The glee I get from placing my purchase order at the produce man, six fingers held up secretly to remember I want six things — new potatoes, green beans, beefsteak tomatoes, lettuce, little pickling cucumbers and new season cherries — because otherwise he comes and goes too fast, and I forget something, without fail. Even though I’ve been less-than-faithful this winter, my cheese man still remembers how much I like St-Marcellin.
As I’m standing in the cheese line, the produce man across the way — not mine, another — sighs theatrically and expresses his wish for the swift arrival of apéro. It’s barely 10:30, and I grin at him. He smiles back; we share a joke that hardly anyone remarks.

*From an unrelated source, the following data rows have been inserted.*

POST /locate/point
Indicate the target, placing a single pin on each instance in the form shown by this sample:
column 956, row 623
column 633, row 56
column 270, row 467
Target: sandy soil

I’ve been here a long time — so long that I can forget things, like the way I feel when I emerge from a métro station I haven’t seen in awhile, into an old normal, an old day-to-day now forgotten — but I don’t think I’ll ever get over little jokes, the ones that the true locals are too blasé to notice. A well-placed joke — and the comprehension that goes along with it — is more than enough to make me smile. It reminds me that, in spite of all of this: a winter that seemed too long to fathom, a summer that has yet to arrive, the slow realization that this manic sleeplessness that’s been haunting me since October may, in fact, be my new normal… Paris is still home, continuing to quietly exist all around me, waiting for as long as it takes for me to recognize it again.
Salade Niçoise (for two)
5-6 leaves red leaf lettuce
2 cooked potatoes, chilled
1 beefsteak tomato, cut into slices
1 large handful of green beans, blanched in 2 minutes in salted boiling water and chilled in cold water with ice
1 can (6.5 ounces) tuna, canned in water, drained
15 niçois olives
salt and pepper, to taste
2 Tbsp. extra virgin olive oil
juice of 1/2 lemon
1/2 tsp. Dijon mustard
salt and pepper, to taste
Arrange the ingredients as you see fit, either in a serving dish or in individual bowls.
My method: place first the lettuce leaves, torn, in individual bowls. Salt them. Slice the potatoes in rounds and the green beans in half to make bite-sized pieces. Arrange the tomato slices, green beans and potatoes in piles, with the tuna in the center. Sprinkle with olives and salt and pepper.
Place all the dressing ingredients in a jar with a lid. Shake to combine and pour over the salad. Serve with fresh bread.
“a 12-step-worthy amount of cheese” – hahaha!
Salade Nicoise may just be one of those perfect things to eat.